In a greenkeeping career that spanned parts of five decades, Bill Anderson saw a lot of changes.

A graduate of Michigan State University, Anderson began working at Carmel Country Club in Charlotte, North Carolina as an assistant in 1973. By 1975, he was head superintendent, a job he viewed as a short-term stopover on his career path. He retired from Carmel 40 years later in 2013.

120822 anderson.jpgDuring that time, he saw demand for conditions escalate from hairy to fast and furious. He saw budgets and staff size increase and the job of superintendent transition from greenkeeper to management professional.

Anderson died Dec. 4 in Charlotte.

Anderson played a key role in the development of Carmel.
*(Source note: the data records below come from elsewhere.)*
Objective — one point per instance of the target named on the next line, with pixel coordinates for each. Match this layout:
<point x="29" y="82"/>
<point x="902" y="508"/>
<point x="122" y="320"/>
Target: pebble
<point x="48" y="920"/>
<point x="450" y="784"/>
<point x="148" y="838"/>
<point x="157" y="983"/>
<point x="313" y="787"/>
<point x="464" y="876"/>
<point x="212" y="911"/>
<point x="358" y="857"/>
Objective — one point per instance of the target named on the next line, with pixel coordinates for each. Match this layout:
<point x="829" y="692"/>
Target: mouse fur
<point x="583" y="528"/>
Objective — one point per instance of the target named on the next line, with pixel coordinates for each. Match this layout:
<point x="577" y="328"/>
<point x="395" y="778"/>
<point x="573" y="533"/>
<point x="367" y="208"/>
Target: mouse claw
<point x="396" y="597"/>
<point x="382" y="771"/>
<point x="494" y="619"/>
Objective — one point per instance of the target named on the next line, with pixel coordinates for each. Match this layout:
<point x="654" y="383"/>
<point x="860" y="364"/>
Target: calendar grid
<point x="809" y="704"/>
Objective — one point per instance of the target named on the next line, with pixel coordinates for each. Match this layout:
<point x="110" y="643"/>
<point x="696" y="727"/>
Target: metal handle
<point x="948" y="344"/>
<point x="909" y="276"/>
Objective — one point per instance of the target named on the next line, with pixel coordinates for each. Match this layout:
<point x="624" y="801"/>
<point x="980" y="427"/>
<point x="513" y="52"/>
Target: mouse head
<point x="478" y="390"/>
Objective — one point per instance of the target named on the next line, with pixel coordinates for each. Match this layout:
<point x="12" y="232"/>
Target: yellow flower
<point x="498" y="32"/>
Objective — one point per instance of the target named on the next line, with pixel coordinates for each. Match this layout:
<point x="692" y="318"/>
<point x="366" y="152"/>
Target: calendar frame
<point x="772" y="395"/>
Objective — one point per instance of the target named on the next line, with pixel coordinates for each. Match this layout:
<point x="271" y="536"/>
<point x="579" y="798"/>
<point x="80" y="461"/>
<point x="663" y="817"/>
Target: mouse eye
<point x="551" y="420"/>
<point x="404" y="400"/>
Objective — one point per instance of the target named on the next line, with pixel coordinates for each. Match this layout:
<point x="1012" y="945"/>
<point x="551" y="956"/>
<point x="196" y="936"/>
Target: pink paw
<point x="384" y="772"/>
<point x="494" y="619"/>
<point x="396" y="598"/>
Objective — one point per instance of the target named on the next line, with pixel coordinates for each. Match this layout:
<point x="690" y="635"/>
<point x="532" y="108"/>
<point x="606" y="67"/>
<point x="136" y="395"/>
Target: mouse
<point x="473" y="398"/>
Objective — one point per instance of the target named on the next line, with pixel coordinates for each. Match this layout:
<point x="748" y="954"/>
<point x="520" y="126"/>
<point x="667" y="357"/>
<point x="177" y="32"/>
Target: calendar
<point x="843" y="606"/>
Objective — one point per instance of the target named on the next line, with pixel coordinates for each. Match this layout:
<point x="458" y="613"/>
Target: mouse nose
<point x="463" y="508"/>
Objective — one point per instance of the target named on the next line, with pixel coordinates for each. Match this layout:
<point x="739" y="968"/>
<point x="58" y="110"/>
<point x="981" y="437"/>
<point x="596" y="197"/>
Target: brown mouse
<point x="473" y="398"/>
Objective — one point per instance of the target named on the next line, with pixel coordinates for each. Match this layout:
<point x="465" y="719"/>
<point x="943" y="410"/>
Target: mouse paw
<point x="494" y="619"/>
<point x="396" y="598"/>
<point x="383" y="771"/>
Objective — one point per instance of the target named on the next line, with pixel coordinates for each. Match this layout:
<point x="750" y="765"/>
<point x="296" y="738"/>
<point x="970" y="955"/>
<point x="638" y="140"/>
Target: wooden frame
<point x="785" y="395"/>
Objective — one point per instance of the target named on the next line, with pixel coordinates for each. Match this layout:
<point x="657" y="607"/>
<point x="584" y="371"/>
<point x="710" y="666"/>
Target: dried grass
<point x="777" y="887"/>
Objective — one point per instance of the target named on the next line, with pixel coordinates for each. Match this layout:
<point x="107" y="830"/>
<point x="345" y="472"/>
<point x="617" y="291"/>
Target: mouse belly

The club's original 18 holes opened in 1950. A new nine-hole course, now known as the North Course, was launched in 1967 and expanded to 18 holes in 1998.

Upon the news of Anderson's death, the Carolinas Golf Association described him on social media as "a true southern gentleman and extremely knowledgeable about golf and the turf industry."

He is remembered by many as a mentor and leader who helped others in their own career development pursuits.

"I had the chance to work for Bill," Scott Mauldin, CGCS at Bayville Golf Club in Virginia, said on social media. "(H)e sure created the vision for professionalism and commodity for me as a turf student. He will surely be missed."

Anderson was a leader locally among superintendents in North and South Carolina. He was a former president and two-term board member of the Carolinas GCSA, was the 2008 recipient of the chapter's Distinguished Service Award and was a past president and vice president of the North South Turfgrass Association.